Indeed, the dollar has now reacted positively to a string of recent good US economic data, and is exhibiting a positive correlation with stocks for the first time in years.
Correlation between dollar index and S&P 500 |
The change in behaviour is quite stark, given that investors were only too happy in recent years to sell the low-yielding dollar in times of rising risk appetite to fund the purchase of higher-yielding assets elsewhere.
Monetary policy in the US, of course, remains ultra-loose, with the Federal Reserve engaged in QE3 and promising to keep rates at “exceptionally low” levels.
However, it appears that with the US economy outperforming the eurozone, Japan and UK, investors are more reluctant to use the dollar as a funding currency.
Correlation between USD/G10 FX rates and S&P 500 |
Indeed, as the chart above shows, as expectations for further monetary loosening in struggling countries such as Japan and the UK have risen, so other currencies have displayed the dollar’s traditional negative correlation with stocks.
“Fed QE3 is huge, but well-established,” says Tom Levinson, FX strategist at ING. “But the establishment of innovative, new easing from the Bank of Japan and the Bank of England means the dollar faces genuine rivalry for its chief funding currency status.”
In other words, currencies of countries in which monetary policy is under review, such as the pound and yen, and also the Canadian dollar – given that the Bank of Canada has loosened its tightening bias in recent meetings – have been the preferred carry trade vehicles in recent months.

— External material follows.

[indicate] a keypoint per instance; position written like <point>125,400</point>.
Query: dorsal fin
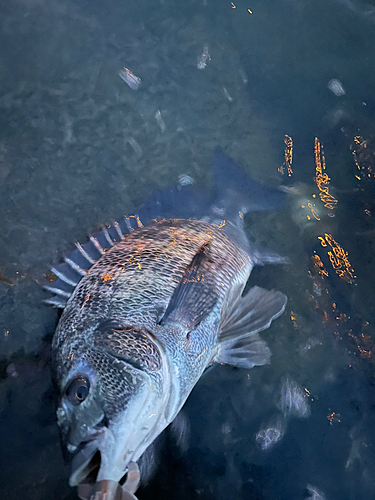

Of course, that trend need not continue. The dollar, after all, will be vulnerable if Ben Bernanke, Fed chairman, chooses to reinforce his dovish view at the press conference after next week’s Federal Open Market Committee meeting. That could provide support for global risk appetite, but also encourage investors to fund positions in dollars.
Overall, however, the transformation of the dollar from funding currency to growth currency will depend on the relative health of the US economy.
Neil Mellor, strategist at Bank of New York Mellon, says while the dollar might be shedding its ugly status despite a regime of low interest rates, the US fiscal cliff remains a potential thorn in the side of any upbeat forecasts for the dollar.
“US congressmen are still at odds on how to tackle the deficit and there is still the risk that they will get it very wrong,” he says.
However, for those concerned that a lot of the good news surrounding the dollar is already priced in, flow data from Bank of New York Mellon – the world’s largest custodian bank – show that while asset managers have been solid buyers of treasuries in recent months, they are only now actively buying the dollar itself.
“We cannot help but feel that the dollar, cheap from an historical perspective, is also increasingly a no-brainer in a market devoid of obvious choices,” says Mellor.
“All dollar bulls need ideally is some reassurance from Congress that the recovery is in safe hands.”
If US policymakers can strike the right balance on the deficit, and safeguard the economy’s momentum, the dollar could truly shed its funding currency status.